Narasi agensi atau Agency Narrative Campbell menunjukkan bahwa wacana Omnibus Law Twitter bersifat komunal dan sosial, membuktikan bahwa partisipasi para pengguna twitter, salah satunya dalam memproduksi hashtag demi meningkatkan kesadaran terkait dampak buruk implementasi RUU Omnibus Law.
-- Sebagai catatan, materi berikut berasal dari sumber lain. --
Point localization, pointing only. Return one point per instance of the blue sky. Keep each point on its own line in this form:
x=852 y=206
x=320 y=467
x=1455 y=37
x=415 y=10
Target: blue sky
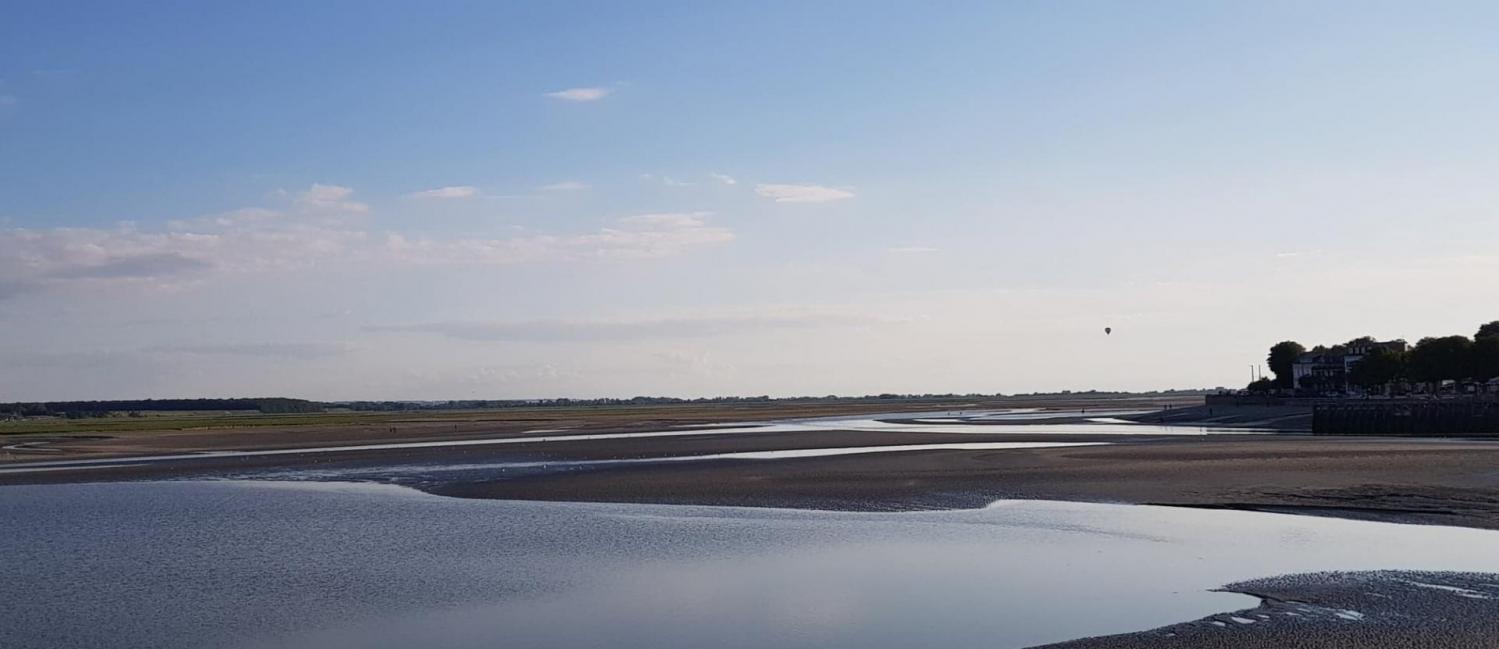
x=394 y=200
Interaksi yang terjadi dalam konteks wacana RUU Omnibus Law juga berujuan untuk mempersuasi atau mempengaruhi pengguna twitter, beberapa akun tidak hanya menlontarkan pernyataan namun juga mendukung gagasannya dengan sejumlah informasi, sehingga pengguna twitter lainnya mendapatkan informasi alternatif dan meyakinkan mereka bahwa keberadaan RUU Cipta Kerja membawa dampak buruk bagi masyarakat luas. “Seni” juga menjadi landasan para penguna twitter dalam mengutarakan gagasannya, terbukti dengan produksi berbagai macam konten (e-poster, infografis, video, dan lain-lain) mampu mendorong partisipasi para pengguna twitter dalam merespon wacana Omnibus Law. Konflik politik antara pendukung dan penolak pengesahan RUU Omnibus Law ini secara nyata terjadi di platform digital, terbukti dengan beragam hashtag atau tagar yang ada. Terakhir, bahwa agensi bisa dibalik menjadi hal yang merendahkan atau meremehkan. Keberadaan buzzer atau pihak-pihak yang mencoba menandingi narasi penolakan dengan cara yang anti demokrasi sungguh nampak jelas dengan menyerang pribadi maupun membongkar data pribadi pihak-pihak yang mengganggu kepentingan Negara. Tujuannya jelas, hal ini untuk meredam aktivitas penggalan wacana untuk menolak pengesahan Omnibus Law.